But there is little evidence, as advocates of the new approach point out, that the sort of "corrective" therapy practiced by Zucker does much to change a child's gender identity. And asking a child to stick with his or her assigned gender can lead to its own, very real pain.
Incidents of substance abuse, depression, and suicide among those with gender identity disorder and the stress it spawns — "gender dysphoria" — are staggering.
Indeed, advocates for the transgendered want the influential Diagnostic and Statistical Manual of Mental Disorders, to drop its classification of gender identity disorder as a mental illness and shift to a focus on the impact of the condition.
The American Psychiatric Association's choice of Zucker to review the GID diagnosis for the next edition has sparked widespread protest.
Dr. Forcier, for her part, takes a relatively liberal approach to diagnosing and treating kids. She does not, for instance, require a formal evaluation by a psychologist before beginning treatment. That "gatekeeper mentality," she argues, is out of date: "You don't have to prove to me you're transgender, just like you don't have to prove you have asthma."
Dr. Forcier says her own exhaustive evaluation of each patient's medical history, family history, and gender goals is more than sufficient. And sussing out a kid's gender identity, she suggests, is not nearly as difficult as it sounds.
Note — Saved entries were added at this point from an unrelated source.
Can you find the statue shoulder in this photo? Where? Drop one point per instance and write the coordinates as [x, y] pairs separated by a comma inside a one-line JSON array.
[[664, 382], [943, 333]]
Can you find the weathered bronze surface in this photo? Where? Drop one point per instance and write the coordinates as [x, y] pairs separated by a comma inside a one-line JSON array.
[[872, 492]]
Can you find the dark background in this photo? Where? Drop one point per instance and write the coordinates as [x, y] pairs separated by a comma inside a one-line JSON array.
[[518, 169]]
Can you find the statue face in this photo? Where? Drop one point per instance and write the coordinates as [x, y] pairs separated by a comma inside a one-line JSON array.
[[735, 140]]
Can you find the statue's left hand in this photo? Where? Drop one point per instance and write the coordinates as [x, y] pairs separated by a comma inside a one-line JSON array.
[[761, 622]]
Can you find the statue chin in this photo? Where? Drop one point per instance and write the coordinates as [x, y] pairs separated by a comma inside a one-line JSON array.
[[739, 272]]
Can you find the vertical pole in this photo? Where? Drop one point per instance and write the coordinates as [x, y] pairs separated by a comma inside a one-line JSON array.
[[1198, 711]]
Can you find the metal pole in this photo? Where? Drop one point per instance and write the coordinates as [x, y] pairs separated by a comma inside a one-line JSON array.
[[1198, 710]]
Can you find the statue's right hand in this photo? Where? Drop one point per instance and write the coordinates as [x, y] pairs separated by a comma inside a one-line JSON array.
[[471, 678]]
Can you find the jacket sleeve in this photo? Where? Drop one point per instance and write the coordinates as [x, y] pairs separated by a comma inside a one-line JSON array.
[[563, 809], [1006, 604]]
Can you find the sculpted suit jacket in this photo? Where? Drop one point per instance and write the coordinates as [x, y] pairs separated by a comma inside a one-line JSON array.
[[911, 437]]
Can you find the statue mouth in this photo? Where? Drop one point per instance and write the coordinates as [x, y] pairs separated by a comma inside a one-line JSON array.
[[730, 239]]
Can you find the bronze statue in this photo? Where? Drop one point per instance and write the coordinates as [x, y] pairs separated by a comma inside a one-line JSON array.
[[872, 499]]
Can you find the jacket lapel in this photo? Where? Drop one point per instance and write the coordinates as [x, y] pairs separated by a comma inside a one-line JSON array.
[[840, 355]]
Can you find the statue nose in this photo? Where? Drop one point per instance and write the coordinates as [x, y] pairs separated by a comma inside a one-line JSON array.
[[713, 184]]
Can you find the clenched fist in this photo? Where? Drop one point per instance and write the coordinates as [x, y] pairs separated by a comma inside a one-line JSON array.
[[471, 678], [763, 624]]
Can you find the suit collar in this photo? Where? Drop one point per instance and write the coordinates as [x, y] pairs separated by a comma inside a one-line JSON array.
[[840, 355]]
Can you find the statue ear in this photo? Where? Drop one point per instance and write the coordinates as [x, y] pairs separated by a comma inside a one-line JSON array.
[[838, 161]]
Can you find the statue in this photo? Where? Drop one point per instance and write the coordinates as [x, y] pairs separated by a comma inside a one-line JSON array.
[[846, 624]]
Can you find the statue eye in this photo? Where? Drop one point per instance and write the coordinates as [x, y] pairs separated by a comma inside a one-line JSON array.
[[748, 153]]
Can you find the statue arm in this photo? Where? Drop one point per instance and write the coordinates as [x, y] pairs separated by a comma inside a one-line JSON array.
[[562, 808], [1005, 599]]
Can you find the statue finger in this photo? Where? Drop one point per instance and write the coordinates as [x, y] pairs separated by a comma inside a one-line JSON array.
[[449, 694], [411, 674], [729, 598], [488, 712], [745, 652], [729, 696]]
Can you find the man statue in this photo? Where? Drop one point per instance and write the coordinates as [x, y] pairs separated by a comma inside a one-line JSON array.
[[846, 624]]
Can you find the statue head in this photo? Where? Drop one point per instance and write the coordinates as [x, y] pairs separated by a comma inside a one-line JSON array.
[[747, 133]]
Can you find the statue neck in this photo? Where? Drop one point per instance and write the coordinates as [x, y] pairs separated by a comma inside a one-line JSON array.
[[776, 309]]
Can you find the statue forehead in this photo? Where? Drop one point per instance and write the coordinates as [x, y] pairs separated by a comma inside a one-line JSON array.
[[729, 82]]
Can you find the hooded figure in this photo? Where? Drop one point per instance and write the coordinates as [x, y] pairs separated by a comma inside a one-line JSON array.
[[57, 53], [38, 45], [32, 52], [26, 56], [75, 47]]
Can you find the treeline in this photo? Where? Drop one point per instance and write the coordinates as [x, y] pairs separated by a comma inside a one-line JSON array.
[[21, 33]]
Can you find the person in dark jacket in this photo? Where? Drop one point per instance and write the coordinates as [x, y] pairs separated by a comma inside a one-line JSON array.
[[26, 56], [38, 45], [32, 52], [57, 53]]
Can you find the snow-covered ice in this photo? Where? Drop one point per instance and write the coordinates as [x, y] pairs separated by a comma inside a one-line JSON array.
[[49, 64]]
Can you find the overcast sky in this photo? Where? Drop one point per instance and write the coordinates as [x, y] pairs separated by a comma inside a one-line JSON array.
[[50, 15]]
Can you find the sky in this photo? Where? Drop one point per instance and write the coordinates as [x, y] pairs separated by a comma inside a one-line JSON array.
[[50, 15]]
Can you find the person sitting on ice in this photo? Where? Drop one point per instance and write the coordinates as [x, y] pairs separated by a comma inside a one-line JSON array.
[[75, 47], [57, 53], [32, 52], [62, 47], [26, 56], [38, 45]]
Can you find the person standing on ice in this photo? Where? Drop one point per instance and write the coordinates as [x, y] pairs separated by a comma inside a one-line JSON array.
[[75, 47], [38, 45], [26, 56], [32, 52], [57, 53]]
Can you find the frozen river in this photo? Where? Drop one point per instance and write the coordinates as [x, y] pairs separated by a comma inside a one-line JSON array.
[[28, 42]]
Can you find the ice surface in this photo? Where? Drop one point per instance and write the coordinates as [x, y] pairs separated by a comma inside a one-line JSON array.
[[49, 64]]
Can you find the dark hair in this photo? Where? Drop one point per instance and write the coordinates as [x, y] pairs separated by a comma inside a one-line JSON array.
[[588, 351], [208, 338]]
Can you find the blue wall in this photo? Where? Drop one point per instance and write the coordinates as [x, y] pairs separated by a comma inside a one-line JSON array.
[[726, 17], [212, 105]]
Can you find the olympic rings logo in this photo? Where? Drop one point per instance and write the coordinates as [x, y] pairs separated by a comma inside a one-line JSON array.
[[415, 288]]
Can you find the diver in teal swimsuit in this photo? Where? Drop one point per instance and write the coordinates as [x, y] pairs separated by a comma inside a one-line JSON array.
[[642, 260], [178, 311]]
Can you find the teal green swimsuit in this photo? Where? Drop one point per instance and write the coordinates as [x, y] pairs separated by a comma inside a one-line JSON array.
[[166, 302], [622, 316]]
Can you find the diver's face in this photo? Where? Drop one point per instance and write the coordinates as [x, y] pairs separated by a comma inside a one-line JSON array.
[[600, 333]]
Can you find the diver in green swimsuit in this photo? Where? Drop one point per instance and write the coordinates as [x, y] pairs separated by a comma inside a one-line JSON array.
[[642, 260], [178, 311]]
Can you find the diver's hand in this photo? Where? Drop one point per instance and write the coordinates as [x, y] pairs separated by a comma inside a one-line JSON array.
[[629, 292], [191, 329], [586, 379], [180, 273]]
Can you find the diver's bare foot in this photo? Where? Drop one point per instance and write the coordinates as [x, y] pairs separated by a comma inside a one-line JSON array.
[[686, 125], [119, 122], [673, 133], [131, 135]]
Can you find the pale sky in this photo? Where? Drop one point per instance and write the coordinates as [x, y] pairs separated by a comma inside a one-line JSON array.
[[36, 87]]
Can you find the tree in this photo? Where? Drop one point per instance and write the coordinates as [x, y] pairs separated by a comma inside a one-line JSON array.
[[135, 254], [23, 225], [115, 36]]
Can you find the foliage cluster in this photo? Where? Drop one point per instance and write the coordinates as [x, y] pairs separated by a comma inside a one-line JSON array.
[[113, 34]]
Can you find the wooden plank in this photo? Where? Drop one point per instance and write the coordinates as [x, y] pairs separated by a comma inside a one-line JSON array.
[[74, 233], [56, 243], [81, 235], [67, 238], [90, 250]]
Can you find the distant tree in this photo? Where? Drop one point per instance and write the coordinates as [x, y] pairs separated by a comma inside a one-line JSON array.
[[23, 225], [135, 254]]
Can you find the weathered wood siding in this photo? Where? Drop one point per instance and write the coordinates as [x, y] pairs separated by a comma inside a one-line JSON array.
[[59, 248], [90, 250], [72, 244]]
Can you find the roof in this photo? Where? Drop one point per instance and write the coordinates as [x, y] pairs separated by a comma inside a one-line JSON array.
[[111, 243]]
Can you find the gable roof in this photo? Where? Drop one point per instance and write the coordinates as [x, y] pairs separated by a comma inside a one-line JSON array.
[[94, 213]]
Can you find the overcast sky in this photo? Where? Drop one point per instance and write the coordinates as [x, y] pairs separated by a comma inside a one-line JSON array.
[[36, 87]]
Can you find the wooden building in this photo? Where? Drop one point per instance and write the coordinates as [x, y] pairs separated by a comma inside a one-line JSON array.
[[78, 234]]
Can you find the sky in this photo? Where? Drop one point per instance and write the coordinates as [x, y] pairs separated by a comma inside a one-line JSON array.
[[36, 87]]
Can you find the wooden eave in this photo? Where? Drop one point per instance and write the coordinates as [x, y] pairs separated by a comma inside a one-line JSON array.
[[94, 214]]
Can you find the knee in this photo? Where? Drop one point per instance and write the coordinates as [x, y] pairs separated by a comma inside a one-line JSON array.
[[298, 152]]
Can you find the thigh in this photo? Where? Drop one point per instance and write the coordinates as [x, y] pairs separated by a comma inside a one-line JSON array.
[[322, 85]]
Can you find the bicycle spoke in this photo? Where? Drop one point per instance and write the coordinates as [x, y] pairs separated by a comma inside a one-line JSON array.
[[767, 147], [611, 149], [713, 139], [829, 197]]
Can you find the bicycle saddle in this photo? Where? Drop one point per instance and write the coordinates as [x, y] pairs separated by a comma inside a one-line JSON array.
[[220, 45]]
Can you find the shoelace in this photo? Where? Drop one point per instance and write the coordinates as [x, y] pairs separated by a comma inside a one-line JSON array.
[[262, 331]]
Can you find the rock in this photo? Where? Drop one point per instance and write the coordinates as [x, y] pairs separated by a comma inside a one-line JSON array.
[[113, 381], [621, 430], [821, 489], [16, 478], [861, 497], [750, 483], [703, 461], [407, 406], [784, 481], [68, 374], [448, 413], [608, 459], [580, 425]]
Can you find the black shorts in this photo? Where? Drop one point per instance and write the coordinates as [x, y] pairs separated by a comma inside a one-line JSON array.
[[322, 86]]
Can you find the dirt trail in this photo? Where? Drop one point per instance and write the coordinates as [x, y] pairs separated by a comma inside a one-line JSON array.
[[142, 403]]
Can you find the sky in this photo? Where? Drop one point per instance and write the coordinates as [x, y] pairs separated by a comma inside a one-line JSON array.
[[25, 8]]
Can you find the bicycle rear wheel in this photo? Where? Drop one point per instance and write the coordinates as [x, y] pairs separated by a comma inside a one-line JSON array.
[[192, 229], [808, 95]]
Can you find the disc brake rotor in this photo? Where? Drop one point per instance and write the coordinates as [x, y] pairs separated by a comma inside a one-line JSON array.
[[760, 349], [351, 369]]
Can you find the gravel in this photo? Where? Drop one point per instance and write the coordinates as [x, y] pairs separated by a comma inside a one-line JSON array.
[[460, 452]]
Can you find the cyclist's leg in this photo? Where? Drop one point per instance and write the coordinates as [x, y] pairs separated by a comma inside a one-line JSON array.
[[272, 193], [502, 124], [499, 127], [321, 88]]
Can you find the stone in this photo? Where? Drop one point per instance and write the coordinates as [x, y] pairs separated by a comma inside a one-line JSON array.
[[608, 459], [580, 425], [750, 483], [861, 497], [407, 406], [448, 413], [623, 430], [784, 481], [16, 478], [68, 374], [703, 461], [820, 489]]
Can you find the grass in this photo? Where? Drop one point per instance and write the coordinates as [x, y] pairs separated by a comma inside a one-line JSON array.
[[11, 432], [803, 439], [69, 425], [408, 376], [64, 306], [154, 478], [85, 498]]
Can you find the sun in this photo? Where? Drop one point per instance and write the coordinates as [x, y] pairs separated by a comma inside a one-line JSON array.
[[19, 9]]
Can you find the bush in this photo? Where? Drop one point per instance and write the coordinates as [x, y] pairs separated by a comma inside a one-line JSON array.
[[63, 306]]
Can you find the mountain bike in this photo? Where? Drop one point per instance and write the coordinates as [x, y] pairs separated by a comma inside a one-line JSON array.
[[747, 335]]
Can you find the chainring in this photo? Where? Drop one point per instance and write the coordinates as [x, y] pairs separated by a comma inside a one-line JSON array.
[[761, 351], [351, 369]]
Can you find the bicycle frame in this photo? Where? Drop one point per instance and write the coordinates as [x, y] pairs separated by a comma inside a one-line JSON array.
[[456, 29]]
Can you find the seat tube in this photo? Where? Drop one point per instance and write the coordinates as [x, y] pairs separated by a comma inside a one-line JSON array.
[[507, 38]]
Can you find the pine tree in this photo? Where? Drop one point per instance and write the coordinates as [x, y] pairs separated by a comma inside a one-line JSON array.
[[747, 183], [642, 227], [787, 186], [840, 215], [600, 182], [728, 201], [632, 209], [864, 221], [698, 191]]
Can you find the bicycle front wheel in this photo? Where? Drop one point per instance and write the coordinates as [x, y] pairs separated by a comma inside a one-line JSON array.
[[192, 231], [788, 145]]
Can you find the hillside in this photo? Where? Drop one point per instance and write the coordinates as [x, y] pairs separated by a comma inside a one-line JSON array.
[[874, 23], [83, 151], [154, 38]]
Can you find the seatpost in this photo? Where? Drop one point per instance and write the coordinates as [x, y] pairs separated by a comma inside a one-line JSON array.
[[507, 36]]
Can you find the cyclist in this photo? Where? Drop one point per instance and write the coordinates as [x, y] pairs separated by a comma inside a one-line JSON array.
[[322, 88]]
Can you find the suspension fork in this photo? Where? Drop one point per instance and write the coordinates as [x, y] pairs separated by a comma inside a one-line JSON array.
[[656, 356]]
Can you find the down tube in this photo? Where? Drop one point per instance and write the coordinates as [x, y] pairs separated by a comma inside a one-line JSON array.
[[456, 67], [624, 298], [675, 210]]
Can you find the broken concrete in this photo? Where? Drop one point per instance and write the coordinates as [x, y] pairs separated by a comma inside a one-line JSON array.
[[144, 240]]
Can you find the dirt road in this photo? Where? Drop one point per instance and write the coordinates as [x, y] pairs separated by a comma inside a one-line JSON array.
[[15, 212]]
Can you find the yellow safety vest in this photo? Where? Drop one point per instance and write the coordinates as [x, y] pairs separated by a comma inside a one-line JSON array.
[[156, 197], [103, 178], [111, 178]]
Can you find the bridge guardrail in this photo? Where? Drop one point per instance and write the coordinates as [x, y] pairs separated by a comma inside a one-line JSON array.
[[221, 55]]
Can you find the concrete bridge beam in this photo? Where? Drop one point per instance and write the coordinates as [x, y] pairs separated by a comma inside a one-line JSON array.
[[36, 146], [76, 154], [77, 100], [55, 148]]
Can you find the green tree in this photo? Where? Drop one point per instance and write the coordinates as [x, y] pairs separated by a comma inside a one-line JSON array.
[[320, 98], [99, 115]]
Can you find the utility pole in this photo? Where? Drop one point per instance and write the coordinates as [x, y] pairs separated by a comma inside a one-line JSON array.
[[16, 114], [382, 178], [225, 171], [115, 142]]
Here, she turns to her four-year-old daughter, who has tagged along for the lecture. "Are you a boy or a girl?" she asks.
"Yeah," Dr. Forcier says.
It's not quite that simple, of course. Dr. Forcier has extensive training in child and gender development, which she regularly puts to use. But "most of my gender nonconforming kids are pretty clear," she says. "I'm not sitting there going, 'are they psychotic,' or 'are they hallucinating right now?' "
Of course, research suggests that less than one-quarter of pre-pubertal children with "gender dysphoria" maintain the condition through adulthood. But for parents of the truly persistent — kids adamant that they were born in the wrong body — something like certainty can descend.
And puberty blockers can buy time — for the certain and less certain — until adolescence, when preliminary research suggests virtually all who are still gender dysphoric will remain so into adulthood.
The Rinis are moving pretty quickly.
Hannah just got her first puberty blockers a couple of weeks ago. And she might begin taking cross-hormones, which are only semi-reversible, as soon as six months from now. The idea is to launch her female puberty at the same time as her peers.
I ask Michelle if there's any part of her that worries if she's doing the right thing. She says she's pretty certain that Hannah's female gender identity is here to stay. But the prospect of beginning cross-hormones, she allows, is "a little scary."
The potential for infertility, she says, is the biggest concern. "But when you weigh the pros and cons," she adds, "I think the pros far outweigh the cons."
Transition has presented some early difficulties. Michelle's parents, if generally supportive, resist using Hannah's new name. And Mom is confronting all kinds of novel problems; she frets, for instance, about setting guidelines for birthday parties. Should she insist that family and friends address cards to "Hannah?"